Updates: Recent Science Fiction Acquisitions No. CVIII (Malzberg + Bishop + Sheckley + White)

What a haul!  Three are from numerous previous expeditions to choice used book havens….  And I caved in and bought Malzberg’s The Destruction of the Temple (1974) on abebooks because his seldom reprinted works are hard to find.

Sheckley’s Journey Beyond Tomorrow (1962) is near the top of my reading list.  Supposedly one of his best.

And, who can resist Michael Bishop’s magnum opus, No Enemy But Time (1982)?!?

And James White is always solid…

Thoughts?  Anything particularly worth reading?

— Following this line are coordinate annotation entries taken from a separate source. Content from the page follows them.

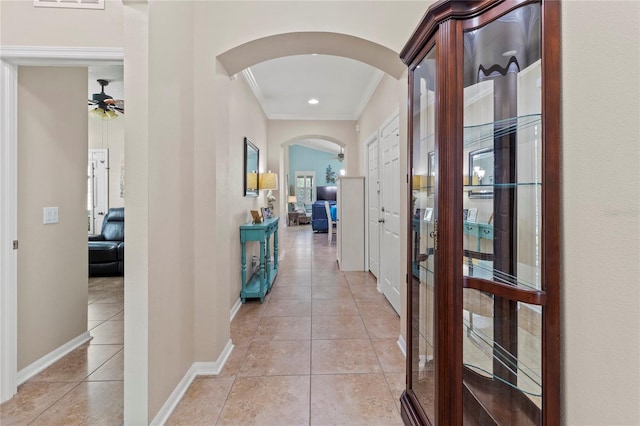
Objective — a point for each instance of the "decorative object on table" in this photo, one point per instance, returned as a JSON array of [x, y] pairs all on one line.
[[251, 161], [428, 214], [256, 216], [330, 175], [472, 215], [269, 182], [292, 200]]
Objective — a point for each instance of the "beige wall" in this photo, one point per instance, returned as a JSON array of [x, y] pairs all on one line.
[[109, 134], [246, 120], [52, 171], [601, 213], [137, 284]]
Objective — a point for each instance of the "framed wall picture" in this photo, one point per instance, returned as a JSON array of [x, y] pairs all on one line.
[[472, 215], [255, 214]]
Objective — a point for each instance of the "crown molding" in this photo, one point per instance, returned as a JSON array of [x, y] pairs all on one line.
[[334, 117], [53, 55]]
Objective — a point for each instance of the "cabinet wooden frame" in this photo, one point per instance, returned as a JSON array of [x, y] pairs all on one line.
[[443, 27]]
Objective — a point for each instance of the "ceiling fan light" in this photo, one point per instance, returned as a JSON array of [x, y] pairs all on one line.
[[97, 113]]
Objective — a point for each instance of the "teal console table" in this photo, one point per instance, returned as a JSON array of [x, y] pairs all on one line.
[[259, 283]]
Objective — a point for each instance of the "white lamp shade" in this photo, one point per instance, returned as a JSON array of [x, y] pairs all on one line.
[[268, 181], [252, 180]]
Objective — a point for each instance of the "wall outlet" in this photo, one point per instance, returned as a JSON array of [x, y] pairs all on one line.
[[50, 215]]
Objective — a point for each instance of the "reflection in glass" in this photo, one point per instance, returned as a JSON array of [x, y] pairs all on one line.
[[423, 221], [502, 157]]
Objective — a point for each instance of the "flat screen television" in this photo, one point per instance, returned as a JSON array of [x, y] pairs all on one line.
[[326, 193]]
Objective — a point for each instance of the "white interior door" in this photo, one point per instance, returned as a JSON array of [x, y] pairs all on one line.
[[390, 208], [373, 197], [97, 188]]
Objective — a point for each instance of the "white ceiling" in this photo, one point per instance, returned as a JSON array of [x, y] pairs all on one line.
[[283, 87], [342, 86]]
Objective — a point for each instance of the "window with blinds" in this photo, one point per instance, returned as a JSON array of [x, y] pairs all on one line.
[[73, 4]]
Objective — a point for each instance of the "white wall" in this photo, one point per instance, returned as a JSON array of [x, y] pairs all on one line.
[[601, 212], [25, 25], [52, 172]]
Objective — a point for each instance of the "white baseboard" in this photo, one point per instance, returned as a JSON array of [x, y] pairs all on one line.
[[402, 345], [197, 369], [44, 362], [235, 308]]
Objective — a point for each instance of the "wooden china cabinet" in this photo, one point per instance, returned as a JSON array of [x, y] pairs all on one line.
[[483, 295]]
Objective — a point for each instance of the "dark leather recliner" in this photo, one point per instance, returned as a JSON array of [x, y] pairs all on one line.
[[106, 250]]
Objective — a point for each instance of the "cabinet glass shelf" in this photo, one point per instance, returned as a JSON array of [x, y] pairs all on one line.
[[480, 353], [504, 185], [478, 134], [484, 269]]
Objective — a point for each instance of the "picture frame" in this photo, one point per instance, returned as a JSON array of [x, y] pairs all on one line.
[[251, 163], [428, 214], [472, 215]]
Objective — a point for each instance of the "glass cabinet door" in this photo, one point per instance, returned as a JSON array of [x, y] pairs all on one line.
[[483, 269], [502, 220], [423, 222]]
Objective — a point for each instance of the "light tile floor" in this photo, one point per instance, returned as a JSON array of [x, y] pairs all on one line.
[[86, 386], [320, 350]]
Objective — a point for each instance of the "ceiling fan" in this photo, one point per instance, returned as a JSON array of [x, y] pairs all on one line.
[[106, 107]]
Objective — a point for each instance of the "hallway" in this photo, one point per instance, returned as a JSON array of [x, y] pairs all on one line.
[[322, 349]]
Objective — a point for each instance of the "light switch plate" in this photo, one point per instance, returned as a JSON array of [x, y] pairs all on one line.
[[50, 215]]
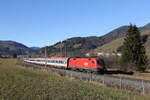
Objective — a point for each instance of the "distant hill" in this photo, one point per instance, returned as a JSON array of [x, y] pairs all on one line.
[[114, 45], [79, 46], [10, 48]]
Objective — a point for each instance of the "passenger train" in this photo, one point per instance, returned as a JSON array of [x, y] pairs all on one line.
[[92, 64]]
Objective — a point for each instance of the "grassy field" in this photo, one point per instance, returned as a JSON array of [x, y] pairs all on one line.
[[20, 83]]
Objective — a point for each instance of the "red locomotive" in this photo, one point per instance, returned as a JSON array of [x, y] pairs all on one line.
[[93, 64]]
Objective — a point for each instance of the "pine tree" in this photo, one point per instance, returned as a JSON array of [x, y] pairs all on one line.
[[133, 52]]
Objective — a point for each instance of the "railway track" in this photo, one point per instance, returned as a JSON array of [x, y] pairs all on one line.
[[121, 82]]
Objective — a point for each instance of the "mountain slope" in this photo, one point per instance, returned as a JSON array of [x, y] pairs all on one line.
[[13, 48], [114, 45], [79, 46]]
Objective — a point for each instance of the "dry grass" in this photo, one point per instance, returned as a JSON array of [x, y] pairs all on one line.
[[19, 83]]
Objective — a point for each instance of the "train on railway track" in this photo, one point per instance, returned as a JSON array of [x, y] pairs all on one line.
[[92, 64]]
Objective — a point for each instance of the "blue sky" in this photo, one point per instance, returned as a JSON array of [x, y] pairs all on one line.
[[45, 22]]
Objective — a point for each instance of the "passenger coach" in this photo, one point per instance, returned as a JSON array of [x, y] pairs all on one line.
[[95, 64]]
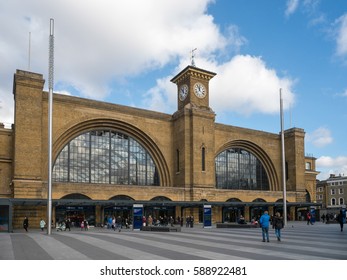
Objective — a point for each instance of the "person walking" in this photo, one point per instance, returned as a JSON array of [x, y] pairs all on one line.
[[278, 224], [264, 223], [308, 218], [67, 224], [42, 224], [340, 219], [26, 223]]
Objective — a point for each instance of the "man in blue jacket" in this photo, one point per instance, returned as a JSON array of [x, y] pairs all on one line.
[[265, 223]]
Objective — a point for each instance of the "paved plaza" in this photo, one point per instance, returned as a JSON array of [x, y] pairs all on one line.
[[299, 242]]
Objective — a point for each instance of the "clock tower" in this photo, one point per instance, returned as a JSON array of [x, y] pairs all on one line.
[[193, 137], [193, 87]]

1. The Destruction of the Temple, Barry N. Malzberg (1974)

(Uncredited cover for the 1974 edition)

From the inside flap: “The Charred Ruins of New York…  The Eerie Specter of the Past…  The Director has come to the charred ruins of New York to re-enact a mad dream from the past—the assassination of President Kennedy.  As actors, he has the primitive race who inhabit the city.  With them and his glamarous, dark-haired lover, he rehearses everything—the motorcade, the shots, the panic.  But at the last moment it all goes wrong.  When the flower-filled limousine rounds the bend, the passenger is not Kennedy—but the Director himself.  Shots ring out in a wild explosion of roses…”

2. Journey Beyond Tomorrow, Robert Sheckley (1962) (MY REVIEW)

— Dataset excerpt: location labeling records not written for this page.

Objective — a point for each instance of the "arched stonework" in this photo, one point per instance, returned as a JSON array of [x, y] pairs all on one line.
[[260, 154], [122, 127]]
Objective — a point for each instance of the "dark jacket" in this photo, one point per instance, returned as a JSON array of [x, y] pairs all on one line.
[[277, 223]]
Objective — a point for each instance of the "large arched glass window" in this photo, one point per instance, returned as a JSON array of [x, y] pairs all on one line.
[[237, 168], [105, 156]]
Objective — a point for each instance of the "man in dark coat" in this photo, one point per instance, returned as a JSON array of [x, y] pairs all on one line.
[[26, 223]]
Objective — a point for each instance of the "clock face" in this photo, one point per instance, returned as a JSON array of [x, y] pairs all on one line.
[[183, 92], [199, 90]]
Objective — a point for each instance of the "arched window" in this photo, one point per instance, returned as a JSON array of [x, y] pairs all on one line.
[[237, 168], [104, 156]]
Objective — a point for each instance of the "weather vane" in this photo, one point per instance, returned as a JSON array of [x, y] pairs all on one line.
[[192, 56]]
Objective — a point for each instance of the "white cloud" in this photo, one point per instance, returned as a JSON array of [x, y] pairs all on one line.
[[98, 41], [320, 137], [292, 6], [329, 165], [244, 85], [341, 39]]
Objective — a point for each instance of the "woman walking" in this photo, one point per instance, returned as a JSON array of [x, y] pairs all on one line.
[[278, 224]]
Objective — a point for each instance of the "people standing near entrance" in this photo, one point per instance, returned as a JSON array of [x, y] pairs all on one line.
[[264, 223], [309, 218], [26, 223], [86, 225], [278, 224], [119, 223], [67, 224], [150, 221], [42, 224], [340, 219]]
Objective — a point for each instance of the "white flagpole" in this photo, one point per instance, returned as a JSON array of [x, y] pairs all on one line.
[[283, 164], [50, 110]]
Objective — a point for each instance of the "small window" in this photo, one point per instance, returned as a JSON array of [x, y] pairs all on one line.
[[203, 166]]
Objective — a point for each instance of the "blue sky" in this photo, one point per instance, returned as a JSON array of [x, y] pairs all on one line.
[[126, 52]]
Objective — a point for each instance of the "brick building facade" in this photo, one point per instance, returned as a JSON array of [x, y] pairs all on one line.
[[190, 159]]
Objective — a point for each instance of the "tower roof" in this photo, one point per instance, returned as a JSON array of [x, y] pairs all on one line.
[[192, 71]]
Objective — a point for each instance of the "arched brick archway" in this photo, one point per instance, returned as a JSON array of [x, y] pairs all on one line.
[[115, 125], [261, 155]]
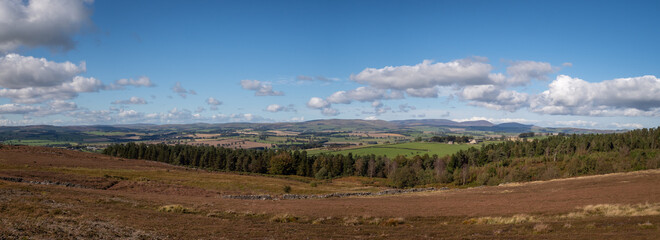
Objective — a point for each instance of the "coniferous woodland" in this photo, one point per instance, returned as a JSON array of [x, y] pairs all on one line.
[[510, 161]]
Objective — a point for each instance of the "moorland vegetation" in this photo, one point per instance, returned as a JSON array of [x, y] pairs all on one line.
[[492, 164]]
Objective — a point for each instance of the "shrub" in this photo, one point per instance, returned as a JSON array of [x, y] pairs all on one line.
[[284, 218], [175, 208], [393, 221], [542, 228]]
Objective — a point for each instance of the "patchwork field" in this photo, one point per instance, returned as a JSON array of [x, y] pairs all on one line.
[[405, 149], [53, 193]]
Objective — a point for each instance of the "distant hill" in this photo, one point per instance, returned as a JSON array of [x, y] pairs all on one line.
[[442, 123]]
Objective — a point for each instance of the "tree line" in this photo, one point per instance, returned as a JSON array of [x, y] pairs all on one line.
[[540, 159]]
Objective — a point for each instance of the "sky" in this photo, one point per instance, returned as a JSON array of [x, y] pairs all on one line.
[[585, 64]]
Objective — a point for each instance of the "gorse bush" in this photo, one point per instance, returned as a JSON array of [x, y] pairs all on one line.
[[556, 156]]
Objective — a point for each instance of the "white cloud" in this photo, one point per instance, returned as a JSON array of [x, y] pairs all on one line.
[[132, 100], [304, 78], [297, 119], [362, 94], [522, 72], [140, 82], [64, 91], [636, 96], [491, 96], [317, 103], [628, 125], [178, 89], [577, 123], [280, 108], [129, 114], [330, 112], [212, 101], [241, 117], [13, 108], [405, 107], [37, 23], [326, 79], [8, 122], [260, 88], [56, 107], [427, 74], [17, 72], [431, 92], [497, 120]]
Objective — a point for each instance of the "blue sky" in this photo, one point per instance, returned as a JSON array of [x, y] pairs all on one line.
[[553, 64]]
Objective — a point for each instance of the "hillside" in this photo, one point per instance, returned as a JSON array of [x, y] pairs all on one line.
[[55, 193]]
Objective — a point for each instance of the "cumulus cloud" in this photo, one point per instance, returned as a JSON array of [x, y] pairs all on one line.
[[362, 94], [51, 108], [213, 102], [491, 96], [406, 108], [326, 79], [240, 117], [427, 74], [260, 88], [636, 96], [431, 92], [522, 72], [304, 78], [577, 123], [280, 108], [329, 112], [132, 100], [37, 23], [178, 89], [628, 125], [140, 82], [497, 120], [18, 71], [317, 103], [319, 78], [13, 108]]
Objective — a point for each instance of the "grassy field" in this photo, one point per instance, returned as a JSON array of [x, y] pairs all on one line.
[[38, 142], [405, 149], [113, 198]]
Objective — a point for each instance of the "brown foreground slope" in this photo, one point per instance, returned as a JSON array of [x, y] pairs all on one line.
[[51, 193]]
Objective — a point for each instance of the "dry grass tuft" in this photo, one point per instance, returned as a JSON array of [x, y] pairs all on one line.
[[616, 210], [515, 219], [175, 208], [352, 221], [393, 221], [542, 228], [646, 225], [284, 218]]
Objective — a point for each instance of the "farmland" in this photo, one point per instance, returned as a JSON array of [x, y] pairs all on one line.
[[403, 149]]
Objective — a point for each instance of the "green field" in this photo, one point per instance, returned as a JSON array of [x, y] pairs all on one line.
[[37, 142], [405, 149]]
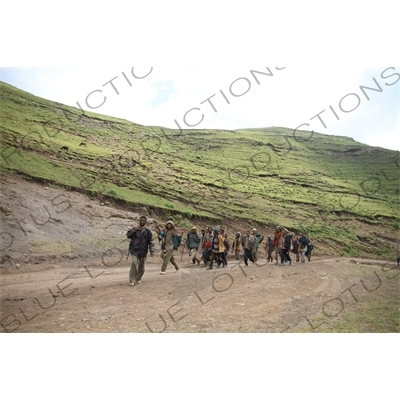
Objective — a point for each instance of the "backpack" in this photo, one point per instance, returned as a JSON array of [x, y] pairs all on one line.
[[227, 245], [288, 242], [177, 241]]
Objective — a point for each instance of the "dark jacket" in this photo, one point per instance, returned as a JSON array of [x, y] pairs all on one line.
[[141, 242], [193, 240]]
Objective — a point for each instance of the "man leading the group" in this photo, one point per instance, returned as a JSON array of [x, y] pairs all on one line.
[[141, 242]]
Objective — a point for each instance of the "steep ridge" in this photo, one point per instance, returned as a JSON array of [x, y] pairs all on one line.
[[344, 194]]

(Paul Lehr’s cover for the 1962 edition)

From the back cover: “TOMORROW…  AND THE DAY AFTER.  Citizens worship the Almighty Machine.  Passion is a beatnik, love the new frontier.  Both God and Satan have been driven underground.  The insane are treated by making their delusion real.  Jail is a place to break into.  Government is lost in the mapless Octagon.  AND SCIENCE HAS GIVEN BIRTH TO SUPERSTITION.  WHERE?  IN AMERICA.  WHEN?  LESS THAT FORTY YEARS FROM TODAY.”

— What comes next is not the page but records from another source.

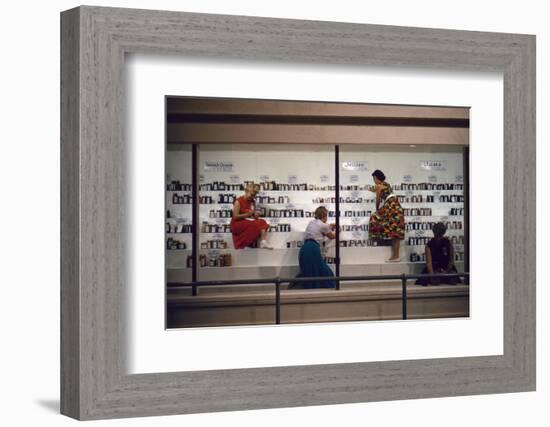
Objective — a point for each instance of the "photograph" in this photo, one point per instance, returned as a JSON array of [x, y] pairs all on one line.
[[285, 212]]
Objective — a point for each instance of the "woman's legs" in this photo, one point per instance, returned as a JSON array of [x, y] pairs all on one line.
[[262, 240]]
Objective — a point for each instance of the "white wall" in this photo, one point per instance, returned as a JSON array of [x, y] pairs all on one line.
[[29, 165]]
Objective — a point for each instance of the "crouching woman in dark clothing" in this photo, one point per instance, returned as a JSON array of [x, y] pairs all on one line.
[[310, 258], [440, 257]]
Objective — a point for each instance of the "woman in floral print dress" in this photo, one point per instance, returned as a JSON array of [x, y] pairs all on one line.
[[388, 222]]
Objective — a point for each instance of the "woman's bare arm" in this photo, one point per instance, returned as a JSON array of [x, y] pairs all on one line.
[[451, 257], [237, 210]]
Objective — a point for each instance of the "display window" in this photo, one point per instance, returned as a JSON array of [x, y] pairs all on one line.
[[258, 190]]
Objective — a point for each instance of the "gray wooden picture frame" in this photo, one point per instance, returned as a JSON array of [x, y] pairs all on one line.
[[94, 381]]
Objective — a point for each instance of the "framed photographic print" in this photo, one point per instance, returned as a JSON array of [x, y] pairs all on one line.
[[286, 191]]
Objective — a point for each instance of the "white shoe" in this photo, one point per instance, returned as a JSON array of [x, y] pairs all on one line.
[[265, 245]]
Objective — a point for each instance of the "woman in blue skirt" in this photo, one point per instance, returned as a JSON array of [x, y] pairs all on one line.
[[311, 261]]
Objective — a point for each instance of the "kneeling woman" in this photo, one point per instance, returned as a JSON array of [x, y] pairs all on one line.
[[311, 261], [246, 226]]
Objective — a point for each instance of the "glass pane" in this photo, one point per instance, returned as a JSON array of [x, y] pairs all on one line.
[[292, 181], [427, 182], [178, 212]]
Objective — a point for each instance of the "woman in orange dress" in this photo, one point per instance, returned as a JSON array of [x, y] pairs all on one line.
[[246, 226], [388, 222]]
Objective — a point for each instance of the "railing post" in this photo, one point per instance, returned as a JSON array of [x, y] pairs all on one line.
[[278, 301], [404, 296]]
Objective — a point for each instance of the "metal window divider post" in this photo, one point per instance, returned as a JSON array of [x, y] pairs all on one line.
[[404, 296], [277, 300]]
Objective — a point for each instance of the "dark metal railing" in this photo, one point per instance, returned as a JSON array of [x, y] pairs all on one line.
[[277, 281]]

3. All Judgement Fled, James White (1967)

(Wayne Douglas Barlowe’s cover for the 1979 edition)

From the inside flap of an earlier edition: “Sixty million miles from Earth, embroiled in all the perils of First Contact with alien life forms, astronauts haven’t much time for politicians and public relations officers. Back on Earth, through, First Contact is being relayed to a breathlessly waiting public, and much of what the astronauts must do and say is coming through live—to the total dismay of the military brass and political bigwigs, whose passion for secrecy about absolutely anything that looks like a crisis is matched only by skilled ability to disseminate that “information” which paints their role in a rosy hue.  Definitely they do not want their heroic astronauts to react to a hostile environment and hostile aliens in a hostile fashion.  Or at least not publicly.  The trouble is, the aliens don’t know about this…”

4. No Enemy But Time, Michael Bishop (1982)

(Vincent Di Fate’s cover for the 1983 edition)

From the back cover: “Rootless and alone, John’s spirit lives in a dreamworld of prehistoric landscapes and feral protohumans.  His extraordinary visions destine him for the top-secret government project, White Sphinx, a time-travel experiment that hurls him millions of years into the bright Pleistocene Africa of his dreams.  Now mammoth beasts—and prehistoric man—face him in brutal reality.  And when his one link to the 20th century breaks down, he confronts these fierce protohumans and shares their battles of life, death and love.”